Eleva hacia el cielo su rostro alargado e imberbe, otorgándome la oportunidad de admirar su perfil, decorado por el pincel blanco de la luna.
—No eres capaz de quedarte callada, sin dar tu opinión acerca de todo. Nuestras opiniones suelen chocar. Somos como juntar las churras con las merinas, pero…
—¡Oye!
—Déjame acabar. Pero tú eres la única que actúa sin falsas intenciones. Eres sincera, no me tratas con delicadeza. En este reino de apariencias y de conveniencias, los nobles o me tratan como una oblación hipócrita, por puro oportunismo, o simplemente me ignoran. Hemos crecido juntos, pero en mundos diferentes. Sin embargo, jamás me has juzgado. Te mantienes fiel a ti misma. Jamás has soportado ver a la gente perderse en la soledad, ¿a que no?
—Puede que sea porque la soledad me inquieta.
—Arya, créeme que no sabes lo que es la verdadera soledad.
—Aïdan, te cedería mi sitio voluntariamente si pudiese hacerlo. Pero sé que serías demasiado orgulloso como para aceptarlo.
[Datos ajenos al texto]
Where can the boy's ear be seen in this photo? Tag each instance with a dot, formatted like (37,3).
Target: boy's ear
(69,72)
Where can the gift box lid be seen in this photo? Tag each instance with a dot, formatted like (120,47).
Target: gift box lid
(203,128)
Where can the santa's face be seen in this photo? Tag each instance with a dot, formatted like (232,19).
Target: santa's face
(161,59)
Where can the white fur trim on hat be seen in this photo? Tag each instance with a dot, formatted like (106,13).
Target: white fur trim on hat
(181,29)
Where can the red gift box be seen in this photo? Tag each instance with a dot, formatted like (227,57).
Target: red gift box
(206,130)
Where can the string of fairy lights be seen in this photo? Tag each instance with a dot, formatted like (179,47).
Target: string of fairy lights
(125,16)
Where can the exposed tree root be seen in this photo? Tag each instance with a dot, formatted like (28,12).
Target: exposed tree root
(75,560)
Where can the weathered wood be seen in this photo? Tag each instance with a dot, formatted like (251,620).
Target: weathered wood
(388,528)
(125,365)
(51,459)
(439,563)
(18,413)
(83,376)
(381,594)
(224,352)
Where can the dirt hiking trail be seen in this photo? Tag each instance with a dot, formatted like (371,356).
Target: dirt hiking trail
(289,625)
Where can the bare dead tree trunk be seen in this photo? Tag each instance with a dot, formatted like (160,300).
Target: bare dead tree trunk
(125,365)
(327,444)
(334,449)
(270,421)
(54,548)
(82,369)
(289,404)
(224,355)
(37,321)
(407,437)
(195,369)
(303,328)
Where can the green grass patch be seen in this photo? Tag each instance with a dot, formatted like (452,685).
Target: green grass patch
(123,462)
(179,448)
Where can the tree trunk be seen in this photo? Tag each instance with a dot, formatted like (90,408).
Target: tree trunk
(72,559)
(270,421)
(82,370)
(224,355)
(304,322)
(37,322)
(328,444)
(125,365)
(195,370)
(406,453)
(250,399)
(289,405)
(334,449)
—Me conoces demasiado bien.
Tras un largo momento de silencio contemplativo, decidimos que había llegado el momento de irnos a la cama. Me regala su primera sonrisa de verdad, que recibo como una recompensa.
—¿Arya?
Aïdan me entrega un paquete perfectamente redondo y se aleja inmediatamente.
—¿Qué es?
Demasiado inquieta como para esperar su respuesta, retiro el sedoso papel y dejo a la vista una bola de nieve que me apresuro a sacudir para ver cómo caen los copos dorados sobre una reproducción de nuestra hermosa ciudad.
—Un regalo. Para la chica que se contenta con abarcar el mundo entero con un simple pestañeo.